Common Beginner Mistakes
These are the things that trip people up in the first week:
- Starting over instead of iterating. Don't close the conversation and start fresh when you get a bad response. Claude has full context of everything you've said. Just say "not quite — here's what I actually want" and keep going.
- Asking too many things at once. "Summarize this, then analyze it, then write a response, then give me 5 alternatives" — this usually produces mediocre results for everything. Break it into steps.
- Not specifying the audience. "Explain this to a non-technical person" and "explain this to a senior engineer" produce very different responses. Tell Claude who it's writing for.
- Treating refusals as failures.
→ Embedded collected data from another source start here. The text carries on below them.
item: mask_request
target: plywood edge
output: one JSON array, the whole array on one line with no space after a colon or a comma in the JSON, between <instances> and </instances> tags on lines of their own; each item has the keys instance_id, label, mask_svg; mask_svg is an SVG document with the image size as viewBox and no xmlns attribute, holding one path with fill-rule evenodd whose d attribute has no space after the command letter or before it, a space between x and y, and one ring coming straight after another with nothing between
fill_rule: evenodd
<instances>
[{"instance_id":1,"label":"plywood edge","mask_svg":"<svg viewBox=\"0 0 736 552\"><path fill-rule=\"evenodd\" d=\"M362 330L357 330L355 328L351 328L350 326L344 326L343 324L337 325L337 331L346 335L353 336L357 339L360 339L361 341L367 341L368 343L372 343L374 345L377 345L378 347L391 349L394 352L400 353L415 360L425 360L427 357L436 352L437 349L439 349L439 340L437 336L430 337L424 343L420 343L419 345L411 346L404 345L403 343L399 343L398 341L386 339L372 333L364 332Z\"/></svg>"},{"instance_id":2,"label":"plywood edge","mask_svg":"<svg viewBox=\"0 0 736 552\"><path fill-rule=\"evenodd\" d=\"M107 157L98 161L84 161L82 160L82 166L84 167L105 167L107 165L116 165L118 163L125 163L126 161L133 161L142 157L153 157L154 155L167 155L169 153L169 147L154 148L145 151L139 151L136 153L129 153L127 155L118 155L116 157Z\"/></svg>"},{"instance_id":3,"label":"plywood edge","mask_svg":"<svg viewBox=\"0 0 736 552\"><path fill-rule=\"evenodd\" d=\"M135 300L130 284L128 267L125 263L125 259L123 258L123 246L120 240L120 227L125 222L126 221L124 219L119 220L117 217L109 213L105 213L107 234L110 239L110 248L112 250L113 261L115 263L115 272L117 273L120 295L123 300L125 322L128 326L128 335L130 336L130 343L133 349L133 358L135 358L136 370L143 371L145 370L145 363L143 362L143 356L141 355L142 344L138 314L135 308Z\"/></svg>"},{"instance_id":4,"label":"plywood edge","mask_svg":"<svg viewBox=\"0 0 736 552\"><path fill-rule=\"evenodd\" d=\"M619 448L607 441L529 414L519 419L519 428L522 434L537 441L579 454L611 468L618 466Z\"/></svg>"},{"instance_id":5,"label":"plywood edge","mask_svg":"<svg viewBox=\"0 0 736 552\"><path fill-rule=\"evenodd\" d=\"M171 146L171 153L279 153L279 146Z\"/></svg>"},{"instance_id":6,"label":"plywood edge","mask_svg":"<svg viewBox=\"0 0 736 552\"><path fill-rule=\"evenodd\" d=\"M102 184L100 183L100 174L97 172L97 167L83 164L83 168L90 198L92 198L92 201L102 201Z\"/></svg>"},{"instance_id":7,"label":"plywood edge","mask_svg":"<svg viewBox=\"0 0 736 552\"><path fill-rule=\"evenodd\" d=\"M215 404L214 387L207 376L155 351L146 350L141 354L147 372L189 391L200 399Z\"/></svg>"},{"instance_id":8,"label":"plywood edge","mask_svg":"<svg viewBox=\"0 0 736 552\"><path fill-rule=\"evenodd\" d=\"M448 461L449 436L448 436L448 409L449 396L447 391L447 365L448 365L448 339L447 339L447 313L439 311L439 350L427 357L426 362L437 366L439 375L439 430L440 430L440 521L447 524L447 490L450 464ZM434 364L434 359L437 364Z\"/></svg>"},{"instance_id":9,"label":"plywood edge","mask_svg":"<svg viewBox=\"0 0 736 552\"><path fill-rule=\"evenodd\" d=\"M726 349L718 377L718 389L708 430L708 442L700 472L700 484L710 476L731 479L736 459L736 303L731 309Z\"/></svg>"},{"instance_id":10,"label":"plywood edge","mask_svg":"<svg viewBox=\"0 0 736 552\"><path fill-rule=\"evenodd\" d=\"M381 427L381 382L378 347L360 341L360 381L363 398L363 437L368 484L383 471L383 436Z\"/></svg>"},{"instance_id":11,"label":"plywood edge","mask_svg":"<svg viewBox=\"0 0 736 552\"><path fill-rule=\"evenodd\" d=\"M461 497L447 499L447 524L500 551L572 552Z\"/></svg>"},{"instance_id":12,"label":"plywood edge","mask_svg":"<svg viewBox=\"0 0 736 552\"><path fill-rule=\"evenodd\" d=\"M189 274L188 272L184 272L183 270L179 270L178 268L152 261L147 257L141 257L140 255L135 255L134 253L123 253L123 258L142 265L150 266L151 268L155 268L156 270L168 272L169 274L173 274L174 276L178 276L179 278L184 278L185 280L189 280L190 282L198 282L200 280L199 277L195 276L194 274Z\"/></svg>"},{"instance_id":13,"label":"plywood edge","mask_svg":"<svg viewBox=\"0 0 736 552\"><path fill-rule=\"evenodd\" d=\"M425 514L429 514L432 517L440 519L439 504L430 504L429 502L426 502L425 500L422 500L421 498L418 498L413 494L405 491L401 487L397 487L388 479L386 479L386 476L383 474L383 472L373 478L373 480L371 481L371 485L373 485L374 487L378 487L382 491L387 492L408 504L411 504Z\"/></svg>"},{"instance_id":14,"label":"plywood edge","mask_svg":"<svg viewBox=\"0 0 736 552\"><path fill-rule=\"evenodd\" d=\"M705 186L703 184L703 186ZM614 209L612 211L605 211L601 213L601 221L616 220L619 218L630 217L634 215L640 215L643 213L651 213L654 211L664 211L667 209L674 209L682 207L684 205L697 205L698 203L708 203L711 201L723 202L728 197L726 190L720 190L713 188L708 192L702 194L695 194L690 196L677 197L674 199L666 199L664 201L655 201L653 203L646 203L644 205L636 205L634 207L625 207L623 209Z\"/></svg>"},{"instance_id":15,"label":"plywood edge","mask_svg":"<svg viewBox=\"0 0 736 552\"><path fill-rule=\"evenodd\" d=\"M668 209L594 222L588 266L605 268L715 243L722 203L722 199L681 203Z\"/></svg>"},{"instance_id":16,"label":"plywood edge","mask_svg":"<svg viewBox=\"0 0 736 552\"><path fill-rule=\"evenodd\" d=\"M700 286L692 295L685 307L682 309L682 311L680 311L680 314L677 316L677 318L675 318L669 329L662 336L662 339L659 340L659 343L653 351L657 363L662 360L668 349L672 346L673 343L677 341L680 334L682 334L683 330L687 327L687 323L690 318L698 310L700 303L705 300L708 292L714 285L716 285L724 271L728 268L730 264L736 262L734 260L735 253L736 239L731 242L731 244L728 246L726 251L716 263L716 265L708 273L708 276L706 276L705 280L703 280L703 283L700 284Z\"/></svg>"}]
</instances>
If Claude pushes back on something, it's usually worth paying attention to. It's not always right, but it's often catching something.
Day 1 Summary
- Claude excels at long documents, careful analysis, and nuanced writing. Use ChatGPT when you need images, web search, or plugins.
- Every good prompt has four parts: Role, Context, Task, Format. You don't always need all four, but knowing them makes every prompt better.
- Iterate in the same conversation — Claude remembers everything you've told it.
- Ask Claude to explain its choices. That's how you actually improve your prompting.
Challenge
Pick one prompt you've been getting bad results from — in Claude, ChatGPT, anywhere. Rewrite it using the four-part framework. If the old prompt was one sentence, make the new one a proper paragraph. Post your before/after to whatever community you're part of. You'll be surprised by the improvement.